The petitioners had argued that the denial of exemption from certification under Section 9 of the Cinematograph Act is arbitrary, illegal, vitiated by political and extraneous considerations besides being violative of Article 14 and 19(1)(a) of the Constitution of India and the principles of natural justice.
It was further contended that the denial of exemption is in contravention to Central Government’s 2006 Office Memorandum which provides guidelines for considering requests for exemptions as well the Cinematograph Act.
In the petition filed through advocate Jose Jones Joseph, the petitioners submitted that the Ministry has the power to reject a request for exemption under Section 9 of the Cinematograph Act if, in its opinion, the screening would impinge upon the security or integrity of the country or affect public order or affect relation with other countries.
However, such rejection could be done only in exceptional cases, after recording the reasons for the same in writing, it was added.
Arguing that the rejection is absolutely wrong, baseless and vague, the petitioner had sought quashing of the order on the ground of non-application of mind on part of the authorities.
“Ex P13 (The letter of rejection) does not say that the case in question is an exceptional case.

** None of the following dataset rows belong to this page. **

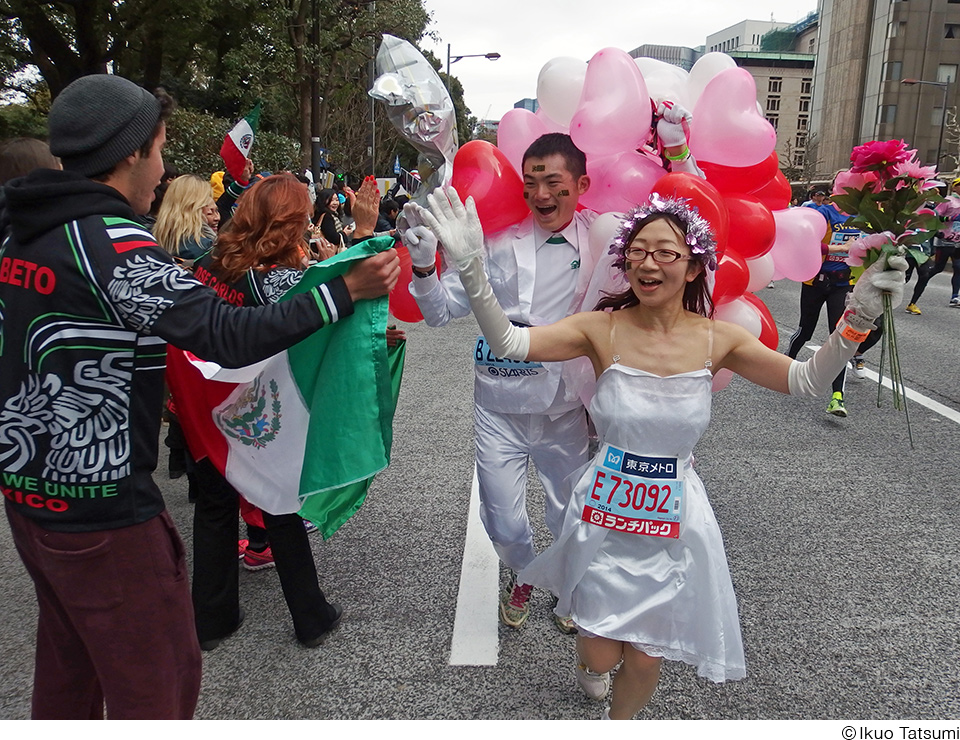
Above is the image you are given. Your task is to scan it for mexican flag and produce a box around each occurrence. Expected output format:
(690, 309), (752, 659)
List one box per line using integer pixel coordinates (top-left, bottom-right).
(219, 102), (261, 182)
(166, 237), (405, 538)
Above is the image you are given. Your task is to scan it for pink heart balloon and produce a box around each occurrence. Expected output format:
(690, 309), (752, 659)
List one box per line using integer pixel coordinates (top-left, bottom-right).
(579, 151), (666, 214)
(768, 207), (828, 282)
(497, 108), (548, 174)
(570, 47), (652, 156)
(689, 68), (777, 167)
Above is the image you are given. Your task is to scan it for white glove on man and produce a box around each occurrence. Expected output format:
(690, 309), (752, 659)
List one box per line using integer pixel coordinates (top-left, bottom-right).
(656, 101), (692, 149)
(421, 186), (485, 269)
(398, 203), (438, 270)
(847, 252), (908, 321)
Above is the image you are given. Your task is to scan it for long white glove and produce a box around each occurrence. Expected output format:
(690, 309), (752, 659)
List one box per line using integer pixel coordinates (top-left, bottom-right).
(398, 202), (438, 270)
(422, 186), (485, 269)
(456, 258), (530, 360)
(787, 254), (907, 397)
(419, 188), (529, 360)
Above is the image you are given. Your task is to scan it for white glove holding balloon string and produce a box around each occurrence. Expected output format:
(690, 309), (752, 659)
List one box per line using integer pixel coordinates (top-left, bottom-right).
(656, 100), (692, 149)
(419, 187), (529, 360)
(787, 252), (907, 397)
(398, 202), (438, 270)
(656, 100), (702, 176)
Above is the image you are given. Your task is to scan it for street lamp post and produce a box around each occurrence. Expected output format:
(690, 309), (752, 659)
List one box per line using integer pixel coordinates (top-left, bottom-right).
(901, 77), (950, 168)
(445, 44), (501, 85)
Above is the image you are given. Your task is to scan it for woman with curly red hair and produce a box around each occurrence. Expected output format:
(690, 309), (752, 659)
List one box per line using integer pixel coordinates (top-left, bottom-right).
(188, 173), (346, 650)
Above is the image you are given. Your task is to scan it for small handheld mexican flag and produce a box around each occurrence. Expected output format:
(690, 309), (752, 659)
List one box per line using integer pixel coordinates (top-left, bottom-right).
(220, 102), (261, 182)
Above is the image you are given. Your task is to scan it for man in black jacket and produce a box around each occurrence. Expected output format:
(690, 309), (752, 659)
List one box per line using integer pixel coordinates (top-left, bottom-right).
(0, 74), (399, 719)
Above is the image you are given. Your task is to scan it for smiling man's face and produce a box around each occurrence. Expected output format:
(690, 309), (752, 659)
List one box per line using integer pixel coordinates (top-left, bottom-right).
(521, 153), (590, 232)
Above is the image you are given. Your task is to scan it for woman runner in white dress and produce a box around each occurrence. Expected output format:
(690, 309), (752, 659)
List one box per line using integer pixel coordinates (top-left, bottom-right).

Ex P13 does not say that the entire content of the documentary in question or any specific part thereof is objectionable. Ex P13 does not say as to how the scenes or audio part is the documentary in question or the documentary as a whole offend Ex P3 (the 2006 Office Memorandum). The finding..that the theme of the documentary is sensitive in nature and may have law and order ramifications is wrong, baseless and vague. A reading (of the letter) would show that it does not even say that the authorities concerned is of the opinion that the screening would affect law and order.”
The petitioners had also alleged the Central Government deliberately delayed its decision on the exemption request to “ensure that the documentary in question is not exhibited in the Film Festival and to stifle the legal remedy available against the denial of exemption.”
The Film Festival organizers had applied for exemption from Section for 161 films including “Reason/Vivek” on May 27, 2019.
By its order dated June 17, 2019, the Desk Officer, Ministry of Information and Broadcasting granted an exemption to 160 films except “Reason/Vivek” by Anand Patwardhan. The Film Festival organizers thereafter appealed before the Joint Secretary, Ministry of Information and Broadcasting. The request for exemption was once again turned down on June 24.
The documentary begins with looking into the murders of Narendra Dabholkar and Govind Pansare, and the role of the Sanatan Sanstha in spreading right-wing extremist violence. It also showcases Dalit protests and the rise of Dalit leaders in recent years and ends in Dadri, Mohammad Akhlaq’s village.